Other recent studies have also found that generative AI can save significant time and produce better results than humans can. In a Massachusetts Institute of Technology experiment focused on college-educated professionals, researchers divided 444 grant writers, marketers, consultants, human-resources professionals and other workers in half. Both groups were asked to complete short written tasks, and one group could use ChatGPT to do so.

Those with access to ChatGPT finished their tasks 10 minutes faster. And outside readers who assessed the quality of these assignments said the AI-assisted workers did better than the other group, according to the study, which was released in March and hasn’t been peer-reviewed.

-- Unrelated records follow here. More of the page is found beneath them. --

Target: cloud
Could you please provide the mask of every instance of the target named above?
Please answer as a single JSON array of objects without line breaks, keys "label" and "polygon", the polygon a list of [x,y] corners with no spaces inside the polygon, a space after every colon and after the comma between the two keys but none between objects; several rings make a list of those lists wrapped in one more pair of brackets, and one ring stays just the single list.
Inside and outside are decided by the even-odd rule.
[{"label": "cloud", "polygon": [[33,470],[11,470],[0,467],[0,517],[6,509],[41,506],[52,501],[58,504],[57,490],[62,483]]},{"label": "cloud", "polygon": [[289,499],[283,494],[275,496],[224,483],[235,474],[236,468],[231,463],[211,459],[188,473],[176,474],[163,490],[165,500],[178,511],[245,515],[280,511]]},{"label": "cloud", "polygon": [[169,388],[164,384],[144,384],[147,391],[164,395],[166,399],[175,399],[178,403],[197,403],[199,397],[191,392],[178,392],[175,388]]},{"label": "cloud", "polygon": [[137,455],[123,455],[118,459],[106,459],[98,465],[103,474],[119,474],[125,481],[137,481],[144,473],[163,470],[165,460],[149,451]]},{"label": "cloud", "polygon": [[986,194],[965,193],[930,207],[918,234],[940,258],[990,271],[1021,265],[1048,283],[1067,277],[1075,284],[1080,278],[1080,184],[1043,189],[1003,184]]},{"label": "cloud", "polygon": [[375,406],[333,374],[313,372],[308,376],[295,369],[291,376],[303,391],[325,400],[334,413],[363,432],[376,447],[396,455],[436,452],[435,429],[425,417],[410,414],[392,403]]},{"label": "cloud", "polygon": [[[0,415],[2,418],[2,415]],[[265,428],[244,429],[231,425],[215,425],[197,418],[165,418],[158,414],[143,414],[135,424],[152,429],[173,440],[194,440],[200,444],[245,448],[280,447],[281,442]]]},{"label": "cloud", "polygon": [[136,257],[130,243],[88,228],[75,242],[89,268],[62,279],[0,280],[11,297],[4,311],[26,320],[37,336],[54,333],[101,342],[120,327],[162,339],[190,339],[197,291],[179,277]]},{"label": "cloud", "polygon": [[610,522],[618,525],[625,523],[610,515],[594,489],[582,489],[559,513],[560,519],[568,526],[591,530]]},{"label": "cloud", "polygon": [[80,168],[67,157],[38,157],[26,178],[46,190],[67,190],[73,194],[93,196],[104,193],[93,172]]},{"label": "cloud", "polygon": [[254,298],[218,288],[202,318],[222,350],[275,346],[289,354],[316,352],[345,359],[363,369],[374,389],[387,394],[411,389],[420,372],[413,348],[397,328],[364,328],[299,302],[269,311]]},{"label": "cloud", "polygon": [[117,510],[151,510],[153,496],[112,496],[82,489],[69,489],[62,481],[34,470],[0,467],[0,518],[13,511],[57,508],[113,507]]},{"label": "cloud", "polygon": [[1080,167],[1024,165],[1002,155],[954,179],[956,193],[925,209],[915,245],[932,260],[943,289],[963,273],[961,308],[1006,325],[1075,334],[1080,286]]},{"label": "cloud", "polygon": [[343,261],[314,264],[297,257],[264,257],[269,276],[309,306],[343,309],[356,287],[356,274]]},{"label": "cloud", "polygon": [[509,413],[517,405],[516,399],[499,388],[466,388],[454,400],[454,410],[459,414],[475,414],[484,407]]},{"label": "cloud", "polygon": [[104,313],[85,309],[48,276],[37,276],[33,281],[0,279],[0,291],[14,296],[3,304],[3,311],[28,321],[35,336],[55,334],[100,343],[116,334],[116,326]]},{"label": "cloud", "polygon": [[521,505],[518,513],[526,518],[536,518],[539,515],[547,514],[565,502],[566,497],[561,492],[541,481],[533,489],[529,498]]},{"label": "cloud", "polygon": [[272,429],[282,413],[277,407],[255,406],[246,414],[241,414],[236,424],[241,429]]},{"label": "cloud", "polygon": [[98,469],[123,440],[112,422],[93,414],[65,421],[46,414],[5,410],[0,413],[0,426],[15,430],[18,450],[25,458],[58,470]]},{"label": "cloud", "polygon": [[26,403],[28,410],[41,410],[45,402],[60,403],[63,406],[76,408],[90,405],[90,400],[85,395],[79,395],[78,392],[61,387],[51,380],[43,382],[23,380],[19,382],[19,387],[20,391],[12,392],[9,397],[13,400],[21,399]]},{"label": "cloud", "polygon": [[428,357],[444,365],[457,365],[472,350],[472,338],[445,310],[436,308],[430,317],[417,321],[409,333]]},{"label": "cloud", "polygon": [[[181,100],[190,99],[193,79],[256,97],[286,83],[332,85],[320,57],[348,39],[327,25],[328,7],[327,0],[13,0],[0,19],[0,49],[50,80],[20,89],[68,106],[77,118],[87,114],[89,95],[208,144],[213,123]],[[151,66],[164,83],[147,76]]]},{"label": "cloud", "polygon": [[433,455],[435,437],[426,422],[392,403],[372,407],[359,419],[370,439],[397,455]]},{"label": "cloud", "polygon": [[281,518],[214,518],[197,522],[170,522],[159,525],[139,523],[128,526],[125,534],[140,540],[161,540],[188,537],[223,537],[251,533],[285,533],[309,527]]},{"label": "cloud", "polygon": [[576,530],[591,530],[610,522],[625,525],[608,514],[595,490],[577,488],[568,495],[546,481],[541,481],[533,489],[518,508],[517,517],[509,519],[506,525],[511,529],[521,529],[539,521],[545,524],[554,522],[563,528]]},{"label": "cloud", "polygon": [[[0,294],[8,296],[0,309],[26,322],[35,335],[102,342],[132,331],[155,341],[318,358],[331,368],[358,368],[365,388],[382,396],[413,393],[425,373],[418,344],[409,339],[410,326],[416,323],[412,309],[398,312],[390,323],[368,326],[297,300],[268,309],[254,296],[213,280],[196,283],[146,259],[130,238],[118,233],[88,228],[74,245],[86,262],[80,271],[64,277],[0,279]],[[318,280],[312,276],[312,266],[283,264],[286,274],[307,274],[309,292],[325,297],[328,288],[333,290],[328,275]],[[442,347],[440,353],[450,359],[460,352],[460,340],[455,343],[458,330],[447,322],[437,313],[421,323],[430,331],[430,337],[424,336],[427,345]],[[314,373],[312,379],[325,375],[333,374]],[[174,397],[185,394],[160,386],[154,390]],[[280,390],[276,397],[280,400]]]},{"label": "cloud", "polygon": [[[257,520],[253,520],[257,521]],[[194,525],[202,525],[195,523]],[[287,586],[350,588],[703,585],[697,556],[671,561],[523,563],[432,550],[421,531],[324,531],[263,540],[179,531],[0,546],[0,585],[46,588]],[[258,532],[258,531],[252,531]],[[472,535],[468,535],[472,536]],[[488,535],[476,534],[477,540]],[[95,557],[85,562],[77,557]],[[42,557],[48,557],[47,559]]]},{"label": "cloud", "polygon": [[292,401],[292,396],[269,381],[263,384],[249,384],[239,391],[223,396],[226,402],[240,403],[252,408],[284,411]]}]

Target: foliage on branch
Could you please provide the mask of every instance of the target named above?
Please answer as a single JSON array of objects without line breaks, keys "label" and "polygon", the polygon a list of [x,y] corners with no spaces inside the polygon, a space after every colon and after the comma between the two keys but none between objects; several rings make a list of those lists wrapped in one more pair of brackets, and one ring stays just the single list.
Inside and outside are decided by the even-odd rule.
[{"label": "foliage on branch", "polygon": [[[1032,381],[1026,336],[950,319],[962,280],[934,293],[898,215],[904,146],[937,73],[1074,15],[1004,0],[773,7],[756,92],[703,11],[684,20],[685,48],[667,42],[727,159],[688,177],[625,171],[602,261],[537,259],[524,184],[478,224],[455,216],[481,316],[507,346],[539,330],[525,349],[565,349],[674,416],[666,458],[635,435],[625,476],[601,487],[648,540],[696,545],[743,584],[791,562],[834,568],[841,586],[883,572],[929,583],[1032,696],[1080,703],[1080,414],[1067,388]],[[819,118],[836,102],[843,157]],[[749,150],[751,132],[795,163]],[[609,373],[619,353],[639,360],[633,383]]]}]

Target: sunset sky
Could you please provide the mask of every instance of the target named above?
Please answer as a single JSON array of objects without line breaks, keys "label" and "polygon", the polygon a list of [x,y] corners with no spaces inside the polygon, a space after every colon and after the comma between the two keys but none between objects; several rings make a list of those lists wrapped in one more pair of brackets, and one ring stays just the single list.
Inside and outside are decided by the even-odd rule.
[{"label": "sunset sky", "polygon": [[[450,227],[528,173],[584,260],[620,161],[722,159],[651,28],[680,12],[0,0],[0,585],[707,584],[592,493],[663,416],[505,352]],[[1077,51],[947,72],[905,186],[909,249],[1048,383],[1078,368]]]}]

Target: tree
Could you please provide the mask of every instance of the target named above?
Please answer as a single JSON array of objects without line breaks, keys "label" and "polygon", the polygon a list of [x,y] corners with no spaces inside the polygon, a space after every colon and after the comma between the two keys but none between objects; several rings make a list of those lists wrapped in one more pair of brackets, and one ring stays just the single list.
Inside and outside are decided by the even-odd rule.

Another paper published last week by researchers at Microsoft Corp., which is investing billions into OpenAI, analysed the capabilities of GPT-4, the latest version of OpenAI’s tool, and found that it could solve “novel and difficult tasks” with “human-level performance” in fields such as mathematics, coding, medicine, law and psychology.

Amanda Richardson, chief executive of the technical interview platform CoderPad, said she’s used ChatGPT to write slides when she presents about her field. The tool creates a basic outline, and from there she tracks down specific details to make a more compelling presentation, she said.

CoderPad’s customers are businesses looking to hire. They ask job candidates to demonstrate their technical skills using CoderPad, and Ms. Richardson has recommended that customers explicitly make ChatGPT part of their interview process: Ask applicants to use ChatGPT to solve a problem, and then have them critique the answer it spits out. Does the code have any security vulnerabilities? Is it scalable? What’s good or bad?

“It leans into embracing developer efficiency,” she said.